Program

May 08, 2013

OVERVIEW

Up With Literacy is an in-class and after-school tutoring program for students grades six through eight who have low standardized test scores.  The program’s aim is to bring students up to grade level as well as to increase self-esteem, form bonds with other students and adults, and feel comfortable asking for help. College students (called College Aids) tutor students both individually and in groups two to four days of the week. Assistance is offered for English, math, science and social studies.  In addition to tutoring, after school-sessions include guest speakers, improvisational drama, strategic board games, conflict management training and word-processing skill building.
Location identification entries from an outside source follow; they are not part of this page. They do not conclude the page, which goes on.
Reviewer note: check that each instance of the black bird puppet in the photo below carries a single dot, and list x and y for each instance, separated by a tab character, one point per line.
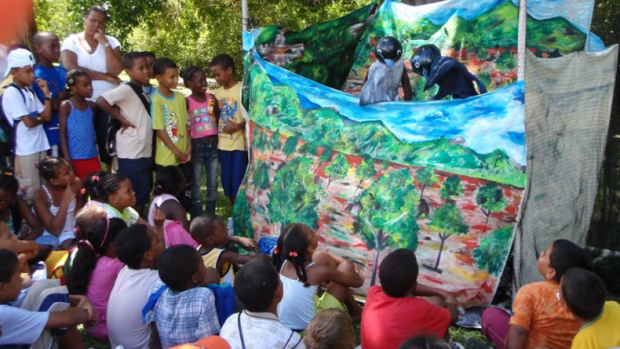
449	74
386	74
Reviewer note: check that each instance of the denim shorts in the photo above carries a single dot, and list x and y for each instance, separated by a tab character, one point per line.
139	173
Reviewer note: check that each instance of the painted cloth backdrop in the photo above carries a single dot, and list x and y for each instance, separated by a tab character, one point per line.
444	179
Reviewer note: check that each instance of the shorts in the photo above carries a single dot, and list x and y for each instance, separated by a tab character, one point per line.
85	167
139	173
27	174
327	301
233	163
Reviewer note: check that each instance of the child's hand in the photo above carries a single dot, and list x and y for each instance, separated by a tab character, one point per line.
247	243
159	217
69	193
181	158
100	36
43	86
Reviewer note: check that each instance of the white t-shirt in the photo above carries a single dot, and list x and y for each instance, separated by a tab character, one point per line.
21	326
132	143
128	298
95	61
28	140
260	330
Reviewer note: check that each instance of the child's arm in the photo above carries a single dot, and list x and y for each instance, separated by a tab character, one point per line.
65	109
53	224
247	243
44	116
517	337
161	134
154	342
36	229
233	127
106	107
233	257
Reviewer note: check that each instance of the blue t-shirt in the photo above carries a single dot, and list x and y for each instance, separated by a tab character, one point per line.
56	81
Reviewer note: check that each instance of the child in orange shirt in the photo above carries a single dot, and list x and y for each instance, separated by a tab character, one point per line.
539	318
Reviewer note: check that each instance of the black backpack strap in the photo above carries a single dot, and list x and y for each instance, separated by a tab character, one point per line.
240	331
142	95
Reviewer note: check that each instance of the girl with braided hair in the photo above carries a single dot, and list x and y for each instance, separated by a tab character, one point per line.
303	269
96	267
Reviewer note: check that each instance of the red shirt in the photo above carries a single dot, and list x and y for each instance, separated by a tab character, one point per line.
388	321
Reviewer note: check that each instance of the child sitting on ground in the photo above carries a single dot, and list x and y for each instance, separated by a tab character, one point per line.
47	47
330	329
23	327
583	294
303	270
117	193
91	195
57	202
539	319
209	231
77	125
393	312
138	247
181	310
259	289
95	268
134	141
An experimental evaluation of the program found it to lack significant impacts on all outcomes measured in both year two and year three.

DESCRIPTION OF PROGRAM

Target population: Middle school students with low standardized test scores.
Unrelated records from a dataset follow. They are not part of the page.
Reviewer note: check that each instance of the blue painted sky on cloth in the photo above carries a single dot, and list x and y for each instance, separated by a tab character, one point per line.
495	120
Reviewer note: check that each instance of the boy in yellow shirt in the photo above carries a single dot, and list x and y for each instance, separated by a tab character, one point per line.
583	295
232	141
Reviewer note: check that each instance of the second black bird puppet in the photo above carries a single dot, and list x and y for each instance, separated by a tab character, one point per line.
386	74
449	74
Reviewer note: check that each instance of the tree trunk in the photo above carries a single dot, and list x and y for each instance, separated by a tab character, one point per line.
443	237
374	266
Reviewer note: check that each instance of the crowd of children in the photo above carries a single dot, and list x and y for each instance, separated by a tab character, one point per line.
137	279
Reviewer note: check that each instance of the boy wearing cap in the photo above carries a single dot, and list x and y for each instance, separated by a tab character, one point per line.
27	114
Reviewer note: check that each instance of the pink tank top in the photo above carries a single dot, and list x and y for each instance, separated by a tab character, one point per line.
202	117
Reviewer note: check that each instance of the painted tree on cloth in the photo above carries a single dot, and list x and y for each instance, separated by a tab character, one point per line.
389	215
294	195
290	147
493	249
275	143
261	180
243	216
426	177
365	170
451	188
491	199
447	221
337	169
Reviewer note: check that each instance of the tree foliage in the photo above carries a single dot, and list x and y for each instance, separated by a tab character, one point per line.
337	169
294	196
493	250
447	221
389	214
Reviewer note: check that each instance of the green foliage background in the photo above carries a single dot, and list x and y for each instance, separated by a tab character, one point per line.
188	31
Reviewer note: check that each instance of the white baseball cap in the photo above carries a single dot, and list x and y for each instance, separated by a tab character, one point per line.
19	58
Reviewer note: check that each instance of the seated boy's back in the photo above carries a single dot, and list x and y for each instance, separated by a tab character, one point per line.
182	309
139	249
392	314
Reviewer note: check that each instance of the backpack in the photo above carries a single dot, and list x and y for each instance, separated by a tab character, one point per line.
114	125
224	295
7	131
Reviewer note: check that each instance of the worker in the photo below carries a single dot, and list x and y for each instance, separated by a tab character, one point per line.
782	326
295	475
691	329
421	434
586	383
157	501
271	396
Up With Literacy is an in-class and after-school tutoring program for students in grades six through eight who have low standardized test scores.  The program’s aim is to bring students up to grade level as well as to increase self-esteem, form bonds with other students and adults, and feel comfortable asking for help. College students (called College Aids) tutor students both individually and in groups during the last two periods of the school day as well as for two hours after school two to four days of the week. Assistance is offered for English, math, science and social studies. In addition to tutoring, after school-sessions include guest speakers, improvisational drama, strategic board games, conflict management training and word-processing skill building.  In 1998, Estimated costs per student each month are $178.

EVALUATION OF PROGRAM

Dynarski M, Gleason P, Rangarajan A, & Wood R. (1998). Impacts of dropout prevention programs, final report. Washington, D.C.: Mathematica Policy Research, Inc.

Evaluated population:  The study sample comprised 282 of sixth, seventh, and eighth grade students with low standardized test scores. Students resided in the Long Beach Unified School district, located in Long Beach, CA. Among the treatment group, 50 percent were girls, and 55 percent were Latino, and 25 percent had a mother with less than a high school education.
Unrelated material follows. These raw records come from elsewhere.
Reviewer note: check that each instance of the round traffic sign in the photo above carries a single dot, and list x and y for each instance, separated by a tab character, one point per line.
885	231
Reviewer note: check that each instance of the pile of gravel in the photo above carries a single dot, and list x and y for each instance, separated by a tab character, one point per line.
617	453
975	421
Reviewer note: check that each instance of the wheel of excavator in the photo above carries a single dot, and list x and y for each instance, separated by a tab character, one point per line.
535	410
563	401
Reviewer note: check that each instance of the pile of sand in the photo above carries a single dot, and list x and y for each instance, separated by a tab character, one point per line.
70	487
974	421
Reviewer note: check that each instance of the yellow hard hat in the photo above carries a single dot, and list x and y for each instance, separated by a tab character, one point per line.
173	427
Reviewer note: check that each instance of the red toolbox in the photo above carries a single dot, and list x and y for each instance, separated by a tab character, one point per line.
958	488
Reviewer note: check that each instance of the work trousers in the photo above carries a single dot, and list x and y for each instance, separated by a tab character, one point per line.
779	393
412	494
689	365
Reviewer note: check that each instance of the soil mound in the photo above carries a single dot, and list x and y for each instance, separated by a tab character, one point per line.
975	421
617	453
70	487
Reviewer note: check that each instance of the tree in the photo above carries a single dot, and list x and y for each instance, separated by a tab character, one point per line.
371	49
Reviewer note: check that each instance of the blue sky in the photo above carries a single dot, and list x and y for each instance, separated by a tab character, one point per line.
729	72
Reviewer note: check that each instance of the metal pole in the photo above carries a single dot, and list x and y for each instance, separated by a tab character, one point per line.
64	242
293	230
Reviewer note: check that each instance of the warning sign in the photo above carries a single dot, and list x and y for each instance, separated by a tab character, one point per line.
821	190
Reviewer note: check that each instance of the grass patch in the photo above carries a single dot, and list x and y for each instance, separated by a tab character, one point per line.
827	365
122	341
Approach: Students were randomly assigned to the Up With Literacy Program (n=168) or to a control group (n=114). Students assigned to the control group were permitted to participate in other educational programs. Students were assessed at baseline as well as approximately 18 months and 30 months later. (The first cohort was followed for three years while the second cohort was followed for two years.) Outcomes measured include school attendance, self-reported grades, being absent> 1 day per week, being sent to office for doing something wrong, being sent to office because of schoolwork, parents receiving warning about attendance, parents receiving warning about behavior, getting into fights, wanting to graduate from college, wanting to attend graduate school, parents attending school meeting, parents phoning or speaking with teacher or counselor, parents visiting classes, parents attending school event, reading for fun two or more hours per week, watching TV two or fewer hours per night, ever being employed, drinking alcohol the previous month, smoking marijuana the previous month, using other illegal drugs the previous month, getting pregnant the previous year (females), and getting female pregnant the previous year (males).

Pregnancy was assessed through self report. Students also completed survey questions about student and parent characteristics, including age, race, parent’s educational attainment and employment status, and receipt of public assistance.

Results: No significant impacts were found for any outcome measured in year two or year three for participants assigned to Up With Literacy.

SOURCES FOR MORE INFORMATION

Program information and curriculum materials unavailable.

References:

Dynarski M, Gleason P, Rangarajan A, & Wood R. (1998). Impacts of dropout prevention programs, final report. Washington, D.C.: Mathematica Policy Research, Inc.

Hershey, A. M., Adelman, N., & Murray, S. (1995). Helping kids succeed: Implementation of the School Dropout Demonstration Assistence Program. Princeton, New Jersey: Mathematica Policy Research, Inc., from http://mathematica-mpr.com/publications/PDFs/education/helpkids_dropout_prevention.pdf

KEYWORDS: Adolescents (12-17), Middle School, School-based, After-School Program, Academic Achievement, Teen Pregnancy, Marijuana/Illicit/Prescription Drugs, Alcohol Use, Cost Information Available.

Program information last updated on 5/8/13.